I finally had a chance to start turning some hard maple blanks cut at various angles and ran into some tear out issues.

The rounds are semi finished with one light coat of BOL to inspect grain.

Obviously the blems can be filled with C-A when final shape is achieved.

Has anyone here tried filling end grain tear outs with MinWax wood hardener BEFORE turning to final shape?

Next shop time will be Wed morning with any luck some replies before then would be beneficial.

Thanks!


----------



## ldb2000 (Sep 13, 2010)

Maple is one of the easiest woods to turn but you need sharp tools . If you are getting tear out then your tools are not sharp enough or your technique is wrong . Minwax wood hardener is not usable to fill tear out , it is used for hardening soft , punky woods (stabilizing) . CA is your best bet for filling any tear out you have already gotten but the best thing is to not tear out the grain to begin with . Sharpen your tools and take lighter , shearing cuts to avoid it to begin with .


----------



## Blue Danube (Sep 13, 2010)

Butch,

Thanks for the reply, this is a first for me. Probably fed the Vega duplicator too fast,,,
Bit is sharp, stoned and stropped before use.
 Works much faster for rounding stock blanks in large quantities.

Never had this happen before and it might just be the particular batch of maple...

Hoping to fill the open grain before turning to shape with sharp hand tools.
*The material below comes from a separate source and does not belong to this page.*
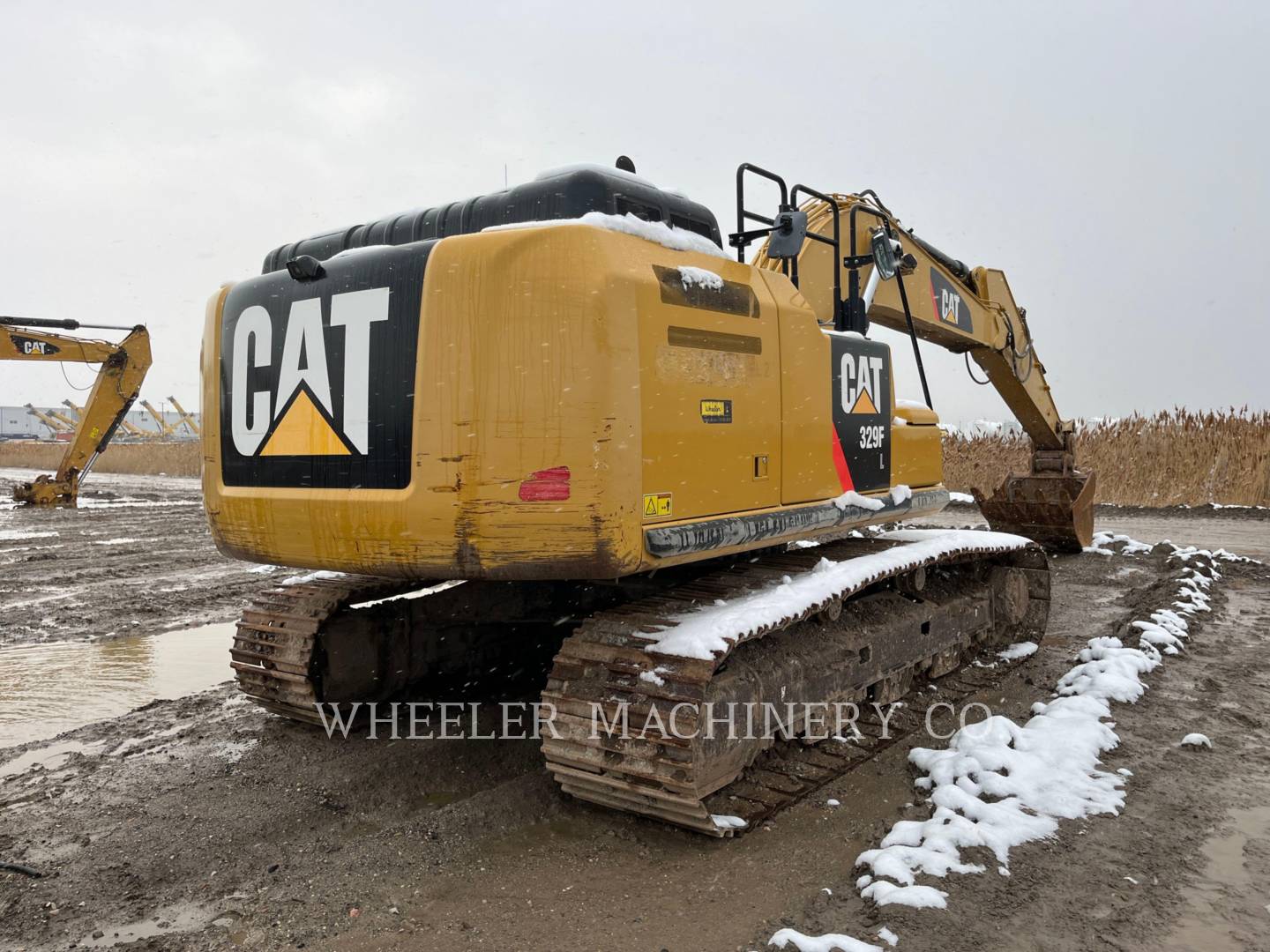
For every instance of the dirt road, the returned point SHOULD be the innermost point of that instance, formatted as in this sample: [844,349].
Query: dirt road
[202,822]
BTW- any updates on the abalone pens?? They are to cool for words!


----------



## ldb2000 (Sep 13, 2010)

Blue Danube said:


> Butch,
> 
> Thanks for the reply, this is a first for me. Probably fed the Vega duplicator too fast,,,
> Bit is sharp, stoned and stropped before use.
> ...


 
The duplicator is most likely your problem . The only one I ever used , a friend had to make chess pieces , I felt did a terible job of making a clean cuts on softer woods . As for turning stock round , I turn it round between centers and get it done faster then with the duplicator .... without tear out . 
The Abalone shell stock is on it's way but was held up in customs , my supplier didn't dot all his "i"s and cross all his "T"s correctly . It should be here by the end of the week ..... I hope !!!!


----------



## its_virgil (Sep 13, 2010)

Using a duplicator means the duplicator is having all of the fun turning pens.:biggrin::biggrin::biggrin::wink::wink::wink:   I find a coating of shellac (once dry) helps stiffen the fibers and produces a clean cut. I do this on the final pass.  I mix flakes with denatured alcohol at the rate of 40% flakes and 60% alcohol.
Do a good turn daily!
Don



Blue Danube said:


> Butch,





Blue Danube said:


> Probably fed the Vega duplicator too fast,,,


----------